Masking Sensitive Data with SQL Server 2016

Rate me:
Please Sign up or sign in to vote.
4.92/5 (17 votes)
15 Aug 2016CPOL5 min read
How sensitive data in SQL Server 2016 can be masked from the outer world using Dynamic Data Masking
In this article, we will understand what Dynamic Data masking is and how it helps to eliminate all the chances of unmasked data getting revealed.

Data Masking

Introduction

At the time of writing this article, it’s been more than 2 months since the most secure and powerful SQL Server yet released for the public. It has many features which you can use to make your data and application more secure, more maintained and easily retrieved as per your requirements. It has introduced both client side security such as Always Encrypted as well as server side security such as Data masking, etc. In this post, we’ll examine how Dynamic Data Masking can help secure our data.

Earlier, we were masking the sensitive data by applying logic at application end or by replacing characters at SQL Server end and then returning the masked data to the application. In the former case, the risk was at:

  1. When application fails to mask data
  2. Sensitive data transferred over network
  3. All the users in SQL Server with SELECT permission still can access the unmasked data

In the later case, the first two risks are eliminated but still there is a chance that the sensitive data can be revealed by the SQL Server user through which the application retrieves data.

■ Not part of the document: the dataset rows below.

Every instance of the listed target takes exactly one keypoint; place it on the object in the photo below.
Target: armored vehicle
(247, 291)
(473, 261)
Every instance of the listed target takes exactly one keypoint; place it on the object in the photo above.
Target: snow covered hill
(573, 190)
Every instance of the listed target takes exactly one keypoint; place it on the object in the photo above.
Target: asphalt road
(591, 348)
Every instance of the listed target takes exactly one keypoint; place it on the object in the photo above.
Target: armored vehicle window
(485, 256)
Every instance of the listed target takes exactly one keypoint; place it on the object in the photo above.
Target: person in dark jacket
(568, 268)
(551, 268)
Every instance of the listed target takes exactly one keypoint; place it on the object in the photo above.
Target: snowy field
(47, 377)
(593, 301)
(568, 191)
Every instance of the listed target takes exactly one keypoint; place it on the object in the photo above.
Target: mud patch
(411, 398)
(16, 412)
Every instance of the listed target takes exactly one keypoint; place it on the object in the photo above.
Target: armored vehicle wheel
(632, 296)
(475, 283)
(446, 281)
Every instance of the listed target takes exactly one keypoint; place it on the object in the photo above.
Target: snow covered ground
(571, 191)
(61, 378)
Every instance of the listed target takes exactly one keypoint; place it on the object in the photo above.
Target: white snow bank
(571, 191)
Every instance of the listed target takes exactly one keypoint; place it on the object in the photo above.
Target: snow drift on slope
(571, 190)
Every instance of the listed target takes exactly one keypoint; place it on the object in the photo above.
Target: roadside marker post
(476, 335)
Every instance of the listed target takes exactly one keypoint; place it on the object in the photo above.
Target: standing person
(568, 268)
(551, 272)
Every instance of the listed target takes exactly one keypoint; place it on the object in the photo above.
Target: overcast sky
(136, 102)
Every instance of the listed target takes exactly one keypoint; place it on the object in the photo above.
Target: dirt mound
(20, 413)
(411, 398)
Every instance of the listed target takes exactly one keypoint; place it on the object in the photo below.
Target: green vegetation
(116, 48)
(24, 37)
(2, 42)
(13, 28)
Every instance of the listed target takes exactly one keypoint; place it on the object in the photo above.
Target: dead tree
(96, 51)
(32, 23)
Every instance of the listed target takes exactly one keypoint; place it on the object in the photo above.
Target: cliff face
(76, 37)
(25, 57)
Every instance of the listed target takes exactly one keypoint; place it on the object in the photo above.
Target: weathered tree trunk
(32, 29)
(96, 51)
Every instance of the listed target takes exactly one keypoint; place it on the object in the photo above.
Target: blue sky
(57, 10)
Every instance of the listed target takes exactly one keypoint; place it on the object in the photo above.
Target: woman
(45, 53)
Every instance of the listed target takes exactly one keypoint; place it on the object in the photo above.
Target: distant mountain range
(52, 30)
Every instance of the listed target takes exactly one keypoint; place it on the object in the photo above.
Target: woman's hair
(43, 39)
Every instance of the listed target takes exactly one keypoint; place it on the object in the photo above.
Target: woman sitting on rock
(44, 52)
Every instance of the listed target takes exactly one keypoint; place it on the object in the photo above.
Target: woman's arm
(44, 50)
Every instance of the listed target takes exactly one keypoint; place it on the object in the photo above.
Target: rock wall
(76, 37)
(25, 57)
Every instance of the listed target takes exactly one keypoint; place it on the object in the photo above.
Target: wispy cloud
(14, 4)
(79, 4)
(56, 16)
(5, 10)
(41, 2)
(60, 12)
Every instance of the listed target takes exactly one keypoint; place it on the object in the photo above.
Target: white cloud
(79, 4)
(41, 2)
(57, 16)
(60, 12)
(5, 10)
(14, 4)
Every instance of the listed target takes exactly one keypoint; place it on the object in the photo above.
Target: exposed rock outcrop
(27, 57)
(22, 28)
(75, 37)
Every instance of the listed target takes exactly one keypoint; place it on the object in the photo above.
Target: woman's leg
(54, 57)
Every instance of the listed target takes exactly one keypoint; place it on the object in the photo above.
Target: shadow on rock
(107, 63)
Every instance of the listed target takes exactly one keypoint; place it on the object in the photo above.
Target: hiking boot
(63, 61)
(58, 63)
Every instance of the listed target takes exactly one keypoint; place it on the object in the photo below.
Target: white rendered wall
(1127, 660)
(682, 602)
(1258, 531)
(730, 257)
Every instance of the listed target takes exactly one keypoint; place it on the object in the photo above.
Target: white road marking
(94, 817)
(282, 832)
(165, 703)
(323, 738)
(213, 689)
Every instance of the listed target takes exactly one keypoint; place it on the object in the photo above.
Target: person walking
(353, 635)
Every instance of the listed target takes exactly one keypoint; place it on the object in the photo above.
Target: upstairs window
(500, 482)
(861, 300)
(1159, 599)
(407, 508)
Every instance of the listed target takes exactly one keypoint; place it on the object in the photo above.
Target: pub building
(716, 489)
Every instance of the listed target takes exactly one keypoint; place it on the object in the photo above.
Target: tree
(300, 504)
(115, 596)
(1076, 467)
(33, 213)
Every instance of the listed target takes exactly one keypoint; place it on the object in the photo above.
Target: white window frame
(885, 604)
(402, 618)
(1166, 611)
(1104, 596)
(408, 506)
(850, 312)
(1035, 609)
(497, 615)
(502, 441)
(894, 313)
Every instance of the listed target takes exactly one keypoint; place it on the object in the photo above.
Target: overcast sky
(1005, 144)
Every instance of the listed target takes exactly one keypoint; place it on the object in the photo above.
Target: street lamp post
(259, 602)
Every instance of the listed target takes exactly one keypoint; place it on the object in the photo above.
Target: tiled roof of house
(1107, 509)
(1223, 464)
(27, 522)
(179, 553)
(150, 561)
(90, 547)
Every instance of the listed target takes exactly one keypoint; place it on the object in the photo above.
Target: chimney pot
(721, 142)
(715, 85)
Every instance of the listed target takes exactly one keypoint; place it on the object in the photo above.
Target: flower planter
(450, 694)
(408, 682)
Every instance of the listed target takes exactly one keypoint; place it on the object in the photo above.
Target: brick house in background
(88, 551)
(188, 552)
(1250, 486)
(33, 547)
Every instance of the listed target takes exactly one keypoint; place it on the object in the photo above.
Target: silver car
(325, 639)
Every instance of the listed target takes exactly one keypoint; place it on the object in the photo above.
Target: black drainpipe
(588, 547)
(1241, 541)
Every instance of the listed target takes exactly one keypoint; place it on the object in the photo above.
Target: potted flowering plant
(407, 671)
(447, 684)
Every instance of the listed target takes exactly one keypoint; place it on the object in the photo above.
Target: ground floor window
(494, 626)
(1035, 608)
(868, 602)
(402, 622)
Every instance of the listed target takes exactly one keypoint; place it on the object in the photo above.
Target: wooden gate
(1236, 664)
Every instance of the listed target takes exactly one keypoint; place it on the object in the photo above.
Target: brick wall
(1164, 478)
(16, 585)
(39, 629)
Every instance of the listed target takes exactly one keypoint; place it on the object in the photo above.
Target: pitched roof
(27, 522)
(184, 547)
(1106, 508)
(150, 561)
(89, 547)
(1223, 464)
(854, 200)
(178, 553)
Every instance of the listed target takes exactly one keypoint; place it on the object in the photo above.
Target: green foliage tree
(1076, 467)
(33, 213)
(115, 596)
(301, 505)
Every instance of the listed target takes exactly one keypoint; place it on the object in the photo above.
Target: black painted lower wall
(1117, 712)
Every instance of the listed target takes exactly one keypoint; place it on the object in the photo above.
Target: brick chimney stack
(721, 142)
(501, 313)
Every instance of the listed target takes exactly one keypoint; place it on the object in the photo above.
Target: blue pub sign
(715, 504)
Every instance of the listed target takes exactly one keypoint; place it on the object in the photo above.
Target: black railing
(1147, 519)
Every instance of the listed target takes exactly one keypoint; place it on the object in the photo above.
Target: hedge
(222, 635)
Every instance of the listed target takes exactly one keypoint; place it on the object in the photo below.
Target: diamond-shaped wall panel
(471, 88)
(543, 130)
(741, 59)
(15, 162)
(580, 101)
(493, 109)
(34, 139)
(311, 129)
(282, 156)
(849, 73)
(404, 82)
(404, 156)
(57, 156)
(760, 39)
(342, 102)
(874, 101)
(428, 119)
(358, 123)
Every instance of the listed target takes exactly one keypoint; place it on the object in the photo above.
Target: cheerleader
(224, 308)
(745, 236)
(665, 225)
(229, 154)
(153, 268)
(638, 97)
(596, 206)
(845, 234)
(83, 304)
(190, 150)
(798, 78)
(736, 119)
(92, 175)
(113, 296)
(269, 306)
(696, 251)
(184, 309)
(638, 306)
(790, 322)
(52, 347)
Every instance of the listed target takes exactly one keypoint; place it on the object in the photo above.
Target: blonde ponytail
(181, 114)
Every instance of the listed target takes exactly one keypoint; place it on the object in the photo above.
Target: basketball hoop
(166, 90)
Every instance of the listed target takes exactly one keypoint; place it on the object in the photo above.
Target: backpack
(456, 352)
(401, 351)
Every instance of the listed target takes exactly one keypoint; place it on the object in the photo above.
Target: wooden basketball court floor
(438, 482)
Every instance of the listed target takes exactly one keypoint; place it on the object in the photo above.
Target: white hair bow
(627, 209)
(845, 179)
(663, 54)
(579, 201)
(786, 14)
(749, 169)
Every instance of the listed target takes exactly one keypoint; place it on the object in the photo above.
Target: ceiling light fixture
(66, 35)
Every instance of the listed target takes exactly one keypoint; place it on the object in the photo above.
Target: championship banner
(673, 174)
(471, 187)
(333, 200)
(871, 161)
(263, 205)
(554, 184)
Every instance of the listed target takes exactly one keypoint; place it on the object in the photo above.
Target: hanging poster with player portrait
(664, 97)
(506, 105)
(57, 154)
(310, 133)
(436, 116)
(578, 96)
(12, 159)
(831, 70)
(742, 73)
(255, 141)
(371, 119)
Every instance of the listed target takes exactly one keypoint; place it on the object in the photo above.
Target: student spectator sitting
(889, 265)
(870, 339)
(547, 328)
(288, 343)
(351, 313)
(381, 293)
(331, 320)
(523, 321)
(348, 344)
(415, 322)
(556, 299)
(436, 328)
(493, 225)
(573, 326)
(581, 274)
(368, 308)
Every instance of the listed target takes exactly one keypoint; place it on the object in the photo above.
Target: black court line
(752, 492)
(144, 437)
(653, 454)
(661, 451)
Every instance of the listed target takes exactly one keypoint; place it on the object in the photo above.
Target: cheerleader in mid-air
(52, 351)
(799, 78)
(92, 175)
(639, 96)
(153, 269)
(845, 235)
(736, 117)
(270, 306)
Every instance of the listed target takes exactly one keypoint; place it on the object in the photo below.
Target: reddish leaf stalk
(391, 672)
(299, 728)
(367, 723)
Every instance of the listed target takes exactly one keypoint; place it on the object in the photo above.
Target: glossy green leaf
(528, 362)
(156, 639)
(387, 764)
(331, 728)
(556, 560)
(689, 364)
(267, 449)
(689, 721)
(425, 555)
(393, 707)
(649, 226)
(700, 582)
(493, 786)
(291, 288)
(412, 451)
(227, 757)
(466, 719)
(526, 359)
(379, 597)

  1. When application fails to mask data
  2. Sensitive data transferred over network
  3. All the users in SQL Server with SELECT permission still can access the unmasked data

So, let’s quickly jump into the next section to understand what Dynamic Data masking is and how it helps to eliminate all these chances of unmasked data getting revealed.

Data Masking

If you search for the definition of Data Masking over the web, you’ll end up with varied descriptions. The simplest and straight forward definition can be:

“Data masking is the process of hiding original data with random characters or data.”
--wikipedia

If we look further, there are various data masking techniques available such as:

  • Shuffling: Shuffling order of the characters in the value.
    Example: 12345 -----> 35312
  • Nulling: Substituting characters in the value with null (hash) symbol.
    Example: 12345 -----> ###45
  • Substitution: Substituting value with another value from a substitution table.
    Example: Suvendu Giri -----> John Ptak
  • Masking Out: Masks the complete data or a selective part of the data.
    Example: suvendu@mydomain.com -----> suvendu@xxxx.xxx
    etc.

Considering many techniques of data masking, they can be categorized into three types:

  1. Static Data Masking: Original data in production changed to masked data
  2. On-the-fly Data masking: Copies data from one source to another source and masking done on the later
  3. Dynamic data masking: Masking done dynamically at runtime

Dynamic Data Masking

“Dynamic data masking limits sensitive data exposure by masking it to non-privileged users. Dynamic data masking helps prevent unauthorized access to sensitive data by enabling customers to designate how much of the sensitive data to reveal with minimal impact on the application layer. It’s a data protection feature that hides the sensitive data in the result set of a query over designated database fields, while the data in the database is not changed.”
--- MSDN

So, dynamic data masking alters the result for non-privileged users while streaming and not with data in the production database.

Data Masking in MySQL

As far I know, till the recent version of MySQL, there is no inbuilt mechanism to provide dynamic data masking capabilities. The possible options for MySQL users seems to be:

  1. Use 3rd party tools
  2. Use custom scripts/functions

Examples:

SQL
SELECT '****' AS PhoneNumber
FROM `Employees`
--Input: 1234567890        Output: ****
SQL
SELECT REPEAT('*', CHAR_LENGTH(PhoneNumber) - 6) AS PhoneNumber
FROM `Employees`
--Input: 1234567890                        Output: **********
SQL
SELECT CONCAT(SUBSTR(PhoneNumber, 1, 4), _
              REPEAT('*', CHAR_LENGTH(PhoneNumber) - 4)) AS PhoneNumber
FROM `Employees`
--Input: 1234567890                        Output: 1234******

Data Masking in PostgreSQL

Same as MySQL. It seems they are still lacking this feature. However, we can make use of some custom scripts or user defined functions.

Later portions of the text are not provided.